This joint probability can also be written in terms of an invariant **Hamiltonian function**:

$$\pi(s, \phi) \propto \exp(-H(s,\phi))$$

The Hamiltonian is then defined as the sum of potential energy $E(s)$ and kinetic energy
$K(\phi)$, as follows:

$$
\mathcal{H}(s,\phi) = E(s) + K(\phi)= E(s) + \frac{1}{2} \sum_i \phi_i^2
$$

Instead of sampling $p(s)$ directly, HMC operates by sampling from the canonical distribution.
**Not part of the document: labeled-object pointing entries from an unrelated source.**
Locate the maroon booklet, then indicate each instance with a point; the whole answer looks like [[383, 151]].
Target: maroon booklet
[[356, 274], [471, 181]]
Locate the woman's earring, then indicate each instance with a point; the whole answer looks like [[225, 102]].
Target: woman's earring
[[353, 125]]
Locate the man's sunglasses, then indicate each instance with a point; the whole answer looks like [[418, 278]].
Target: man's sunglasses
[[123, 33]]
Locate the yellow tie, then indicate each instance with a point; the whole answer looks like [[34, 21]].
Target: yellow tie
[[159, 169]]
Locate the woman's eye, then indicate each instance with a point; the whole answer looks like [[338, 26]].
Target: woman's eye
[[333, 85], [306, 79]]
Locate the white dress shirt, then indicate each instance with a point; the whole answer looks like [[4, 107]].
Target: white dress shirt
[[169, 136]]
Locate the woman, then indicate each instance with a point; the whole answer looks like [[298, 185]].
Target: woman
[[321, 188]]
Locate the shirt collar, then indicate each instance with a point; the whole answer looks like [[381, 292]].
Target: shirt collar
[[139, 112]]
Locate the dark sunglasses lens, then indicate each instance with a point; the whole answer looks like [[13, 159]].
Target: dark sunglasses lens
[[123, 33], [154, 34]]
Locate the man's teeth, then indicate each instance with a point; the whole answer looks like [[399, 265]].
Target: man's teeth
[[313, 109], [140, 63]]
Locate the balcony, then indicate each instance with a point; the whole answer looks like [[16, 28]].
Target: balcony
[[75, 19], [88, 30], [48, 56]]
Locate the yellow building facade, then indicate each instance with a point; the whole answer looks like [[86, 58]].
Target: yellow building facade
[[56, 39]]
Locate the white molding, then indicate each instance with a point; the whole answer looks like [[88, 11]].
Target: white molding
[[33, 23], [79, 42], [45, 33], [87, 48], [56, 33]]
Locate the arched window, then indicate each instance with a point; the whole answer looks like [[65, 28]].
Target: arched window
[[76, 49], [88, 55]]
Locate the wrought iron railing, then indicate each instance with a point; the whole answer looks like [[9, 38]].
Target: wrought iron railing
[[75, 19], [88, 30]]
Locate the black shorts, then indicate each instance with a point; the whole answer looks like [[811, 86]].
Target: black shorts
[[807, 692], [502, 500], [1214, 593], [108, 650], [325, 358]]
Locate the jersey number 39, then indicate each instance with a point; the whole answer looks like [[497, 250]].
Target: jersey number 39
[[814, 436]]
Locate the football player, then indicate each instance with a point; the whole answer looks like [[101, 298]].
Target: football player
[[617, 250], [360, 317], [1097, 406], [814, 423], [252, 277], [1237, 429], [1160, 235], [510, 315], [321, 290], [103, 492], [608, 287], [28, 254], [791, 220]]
$$p(s,\phi) = \frac{1}{Z} \exp(-\mathcal{H}(s,\phi))=p(s)p(\phi)$$.

If we choose a momentum that is independent of position, marginalizing over $\phi$ is trivial and recovers the original distribution of interest.

The Hamiltonian $\mathcal{H}$ is independent of the parameterization of the model, and therefore, captures the geometry of the phase space distribution, including typical set. 

State $s$ and velocity $\phi$ are modified such that
$\mathcal{H}(s,\phi)$ remains constant throughout the simulation. The
differential equations are given by:

$$
\begin{aligned}
\frac{ds_i}{dt} &= \frac{\partial \mathcal{H}}{\partial \phi_i} = \phi_i \\
\frac{d\phi_i}{dt} &= - \frac{\partial \mathcal{H}}{\partial s_i}
= - \frac{\partial E}{\partial s_i}
\end{aligned}
$$

As shown in [Neal (1993)](http://www.cs.toronto.edu/~radford/review.abstract.html), 
the above transformation preserves volume and is
**reversible**. 

> Reversibility is the key property of MCMC algorithms, and is established when the **detailed balance** equation is satisfied:
> $$\pi(x) P(x|y) = \pi(y) P(y|x)$$

The above dynamics can thus be used as transition operators
of a Markov chain and will leave $p(s,\phi)$ invariant. That chain by
itself is not ergodic however, since simulating the dynamics maintains a
fixed Hamiltonian $\mathcal{H}(s,\phi)$. HMC thus alternates Hamiltonian
dynamic steps, with sampling of the velocity. Because $p(s)$ and
$p(\phi)$ are independent, sampling $\phi_{new} \sim p(\phi|s)$ is
trivial since $p(\phi|s)=p(\phi)$, where $p(\phi)$ is often taken to be
the univariate Gaussian.

Other distributions can be chosen for momentum, but a Gaussian allows for the easy calculation of gradients.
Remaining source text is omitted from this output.